Toda la política partidista que se haga a cuenta del coronavirus es, por muy poca que sea, demasiada. Y, por desgracia, en esta piel de toro alérgica al término medio, tan de blancos o negros (mejor dicho, de rojos o azules), ese afán pirómano de tomar decisiones políticas sobre cuestiones de índole científica y sanitaria abunda en índices realmente peligrosos. El vicio aflora intermitente y con excesiva alegría de norte a sur y de este a oeste. Pero si miramos allende Despeñaperros a coordenadas muy concretas, si nos detenemos «allá donde se cruzan los caminos y el mar no se puede concebir» que cantaría Sabina, nos volvemos locos. Tiritamos de miedo. Aborrecemos las odas caritativas al fast food. Nos frotamos los ojos con la esperanza de que la pose temeraria y fotogénica de Ifema no sea verdad, solo un delirio de quien engulle el telediario con cansancio de confinado. Pero no. Por desgracia, es lo que está sucediendo. Lo que seguirá sucediendo -disculpen la insoportable redundancia- si toda la gestión de la pandemia se deforma hasta el esperpento como los rostros de quienes abrazan el valleinclanesco Callejón del Gato.

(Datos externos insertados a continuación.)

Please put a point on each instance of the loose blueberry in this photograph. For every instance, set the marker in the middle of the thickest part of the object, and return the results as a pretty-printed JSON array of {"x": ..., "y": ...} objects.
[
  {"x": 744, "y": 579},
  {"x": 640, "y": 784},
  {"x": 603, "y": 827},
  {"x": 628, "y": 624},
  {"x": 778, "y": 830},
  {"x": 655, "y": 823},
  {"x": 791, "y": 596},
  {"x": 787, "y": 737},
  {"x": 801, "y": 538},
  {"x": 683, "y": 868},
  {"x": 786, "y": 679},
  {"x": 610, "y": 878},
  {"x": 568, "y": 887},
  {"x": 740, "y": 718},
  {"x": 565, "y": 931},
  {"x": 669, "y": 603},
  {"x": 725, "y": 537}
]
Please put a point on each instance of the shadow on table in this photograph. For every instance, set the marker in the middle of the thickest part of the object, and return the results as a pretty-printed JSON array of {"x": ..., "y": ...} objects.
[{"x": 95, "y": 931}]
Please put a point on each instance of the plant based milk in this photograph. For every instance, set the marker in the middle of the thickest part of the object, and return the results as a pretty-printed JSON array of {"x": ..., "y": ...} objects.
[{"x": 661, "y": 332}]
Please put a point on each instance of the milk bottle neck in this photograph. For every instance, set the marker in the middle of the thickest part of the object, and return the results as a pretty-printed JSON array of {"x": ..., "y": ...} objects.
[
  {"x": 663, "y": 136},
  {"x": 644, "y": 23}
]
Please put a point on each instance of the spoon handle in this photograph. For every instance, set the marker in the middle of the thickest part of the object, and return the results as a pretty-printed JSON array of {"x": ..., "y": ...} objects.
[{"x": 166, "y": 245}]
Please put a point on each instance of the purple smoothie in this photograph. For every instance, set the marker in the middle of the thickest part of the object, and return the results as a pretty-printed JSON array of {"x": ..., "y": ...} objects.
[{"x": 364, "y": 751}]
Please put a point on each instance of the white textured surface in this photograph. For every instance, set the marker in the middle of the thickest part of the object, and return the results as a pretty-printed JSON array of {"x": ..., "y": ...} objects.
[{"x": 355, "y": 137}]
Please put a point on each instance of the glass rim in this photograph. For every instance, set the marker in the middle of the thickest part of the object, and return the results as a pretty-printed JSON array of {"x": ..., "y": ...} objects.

El 'todo vale' no casa esta vez con un objetivo como el de pasar pantalla en la partida con doble filo que deja sobre nuestros tapetes cotidianos el juego de la desescalada. Y la regla debemos aplicárnosla todos. En este sur que sucumbe con facilidad innata a sus tesoros soleados ya nos ha pasado factura. Por lo pronto, este fin de semana ni siquiera estábamos abonados a esa emoción con la que flirtean los adictos a estudiar a última hora dando por hecho el 5 'raspao', que diría un andaluz. Anoche nos llegó la noticia de que la Ciudad del Paraíso que invocó Vicente Aleixandre seguirá varada en la fase cero. El mapa de colores del Ministerio de Sanidad dibujaba un frío suspenso cuando, como quien mira la lista kilométrica del sorteo de Navidad, lo escrutamos para ver si el premio era la fase 1 o una pedrea envenenada...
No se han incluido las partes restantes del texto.